After over a year, New Haven’s Board of Education finally appointed a new superintendent, Bridgeport native Dr. Carol Birks — and boy, does she already have her hands full politically.
On the eve of Monday’s school board vote, about fifty protestors organized a rally against her appointment on the steps of New Haven’s city hall. According to most news sources, the protestors on Sunday were “parents” and “community members,” concerned over Bick’s “qualifications and experience.” Here’s a video from WTNH News, with the action from the demonstration:
Who is actually behind these demonstrations?
I have no doubt that many of the protestors were parents and members of the community. The community petition, which has been repeatedly cited as having over 900 signatures, was itself, started by a New Haven parent Sarah Miller, but there is more to the story than what’s being reported by major news outlets.
For one, Sarah Miller jointly organized a community forum on the superintendent search in October with notoriously anti-choice New Haven Board of Education member Edward Joyner, according to the Yale Daily News.
Additionally, after some digging and I discovered that a group called “New Haven Educators Collective,” a group organized by New Haven public schools teachers, was heavily involved in the outcry against Birks. Take a look at one of their Facebook posts promoting the Change.org petition that’s been reported repeatedly in the press:
And, please take a close look at the petition signatures. Other than being a laundry list of just about every tired anti-charter talking point you could think of, a large chunk of the named signers are current and retired teachers. Very few identity as parents and plenty signers are people who have no business claiming to represent the New Haven community — for example, Maria Pereira, Bridgeport Board of Education member and anti-reform activist.
Anyone who’s read this blog knows that Pereira is hardly an objective commentator.

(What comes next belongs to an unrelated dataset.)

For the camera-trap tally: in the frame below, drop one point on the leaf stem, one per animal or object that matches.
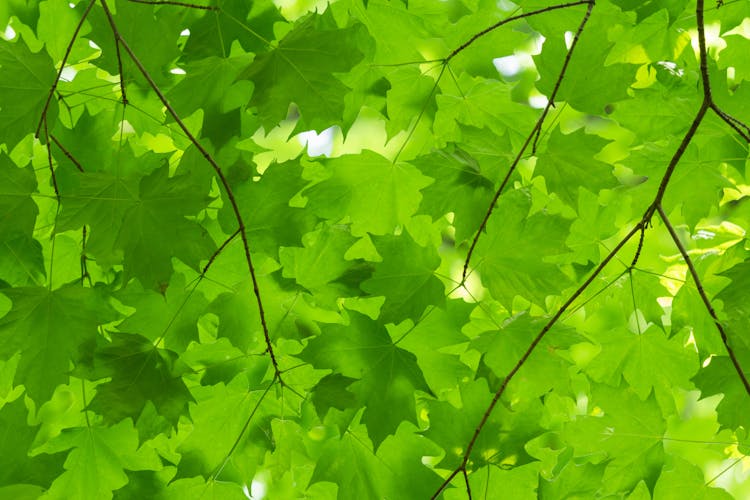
(68, 50)
(704, 297)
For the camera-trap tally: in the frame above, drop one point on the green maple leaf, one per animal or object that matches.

Why is Birks being targeted?
We don’t have to guess, it’s written all over the petition:
The above comment came from New Haven Educators Collective member Jenna McDermott, whose main issue with Birks is that she’s a member of the Achievement First Board. Mind you that’s not Birks only qualification.
Birks started her career as a Bridgeport Public School teacher at Luis Marin School, was the principal of Harding High School in Bridgeport, and is currently the Chief of Staff for Hartford Public Schools. She graduated from Columbia University’s Teaching College and spent years as a consultant and coach training principals, and yet there are claims that she isn’t “qualified for the job.”
Somehow Gary Highsmith, who is a New Haven resident and head of Hamden’s Director of Human Resources, is more qualified according to the Educator’s Collective and activists like Sarah Miller, despite the fact that he has no doctoral degree in education.
Meanwhile, by the way, activists characterized Birks, you’d think she committed some heinous crime. In truth, her crime is that she said she’d work with charter schools to share best practices and ideas. And, that’s really all she said– to quote her verbatim: “We shouldn’t fight charter schools; we should learn from them.”
How is this controversial?
Highsmith, on the other hand, is an activist with a long history of bashing charter schools.
All the evidence seems to indicate that the community outrage being reported is a witch hunt — one that has nothing to do with children, and a whole lot to do with adults.